Microsoft's offering here is Xamarin Forms. If you're an application developer that's probably enough and useful. Otherwise, given that Microsoft is now a cloud and services company there doesn't seem to be much of a push for cross-platform desktop applications. Personally I'm still hoping for Avalonia to be picked up officially, but perhaps that's just me liking WPF too much and hoping in vain.
Xamarin.Forms is cross platform (not only mobile, also desktop) while native look&feel. Don't use Electron.NET, that's a waste of CPU cycles.
My personal opinion is that people are sleeping on local HTML apps.

Local files, if you want, make everything lightning fast. Hosting your own web-browser lets you hook into whatever you want, and handle it however you want. A local server makes hosting whatever you want simple, too. There's a pre-existing plugin and component model for serving rich content... Every knows HTML and CSS, and sharding off chunks of the app to a genuine web app is straightforward...

A well factored, MVVM, WPF should be relatively easy to port to this model, and there are mature databinding libraries to handle the plumbing...

Maybe it's just me, but I'd rather take the pain points of a known technology than another 10 years of uncertainty and no cross-platform story.

It's probably less secure by default. Make sure to reject all HTTP requests where the Origin header doesn't match the local server host, or just all request with an Origin header.
What you really need is a shared secret between (embedded) browser and (local) server.

IP, host header, origin header can be checked as defense in depth, but can't prevent local privilege escalation from non browser clients and are quite fragile even in browsers.

(or use a secure non TCP/IP based communication channel)

> but can't prevent local privilege escalation from non browser clients

That is such a different threat model though. A native app has a lot more permissions than a web page. Trying to protect one native app from another is not really done much. Like, are MS Word documents encrypted so Slack can't read them from disk?
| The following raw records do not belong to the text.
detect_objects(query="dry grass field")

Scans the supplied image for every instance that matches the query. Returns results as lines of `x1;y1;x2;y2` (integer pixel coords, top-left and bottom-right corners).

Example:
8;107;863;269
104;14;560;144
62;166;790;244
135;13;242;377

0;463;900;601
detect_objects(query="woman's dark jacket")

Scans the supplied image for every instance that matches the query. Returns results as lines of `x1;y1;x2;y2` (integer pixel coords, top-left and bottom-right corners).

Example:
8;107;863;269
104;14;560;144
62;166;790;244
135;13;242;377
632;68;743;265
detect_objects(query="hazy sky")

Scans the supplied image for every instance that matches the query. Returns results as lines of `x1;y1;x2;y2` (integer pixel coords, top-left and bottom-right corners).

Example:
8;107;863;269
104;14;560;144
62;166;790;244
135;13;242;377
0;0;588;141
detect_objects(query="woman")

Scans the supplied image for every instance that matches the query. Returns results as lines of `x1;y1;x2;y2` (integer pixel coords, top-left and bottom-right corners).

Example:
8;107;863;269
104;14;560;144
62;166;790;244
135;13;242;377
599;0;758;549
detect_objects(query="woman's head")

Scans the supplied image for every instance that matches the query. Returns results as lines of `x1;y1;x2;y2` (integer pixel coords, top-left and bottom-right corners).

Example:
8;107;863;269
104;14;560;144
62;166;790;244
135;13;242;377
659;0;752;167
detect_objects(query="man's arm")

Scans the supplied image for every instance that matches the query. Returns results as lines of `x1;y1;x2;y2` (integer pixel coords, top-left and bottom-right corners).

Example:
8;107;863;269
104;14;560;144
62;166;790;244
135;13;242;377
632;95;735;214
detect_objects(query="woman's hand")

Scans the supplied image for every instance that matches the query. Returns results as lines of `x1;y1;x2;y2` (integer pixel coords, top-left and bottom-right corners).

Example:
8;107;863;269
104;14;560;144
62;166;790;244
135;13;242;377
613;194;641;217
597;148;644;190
You can have multiple OS users on the same computer.
Oh, the dependency injection definitely works independently of ASP.NET Core - it's just something frequently talked about in tandem with it. Just wrote a console app that used it a couple of days ago.

I don't know about the current status of the GUI layer, other than that I've heard plans for WPF to be ported over to .NET Core. I don't know if or when that will actually happen.

Both WPF and WinForms will be part of .NET Core 3.0. They've done a few demos of it already, and were able to port over existing apps without any changes to the code. This even worked when using third party controls like the ones you can get from Telerik. They just added references to the Telerik .dll's they already had, and everything just worked.

They'll still only run on Windows, but it's a nice option for teams that want to move their existing apps over to .NET Core and take advantage of the quicker update cycle and improved performance.

Awesome, glad to hear it!
There are plans to bring WPF to .NET Core but it will still be windows only. It is being done because Microsoft wants to move all development to be on top of .NET Core.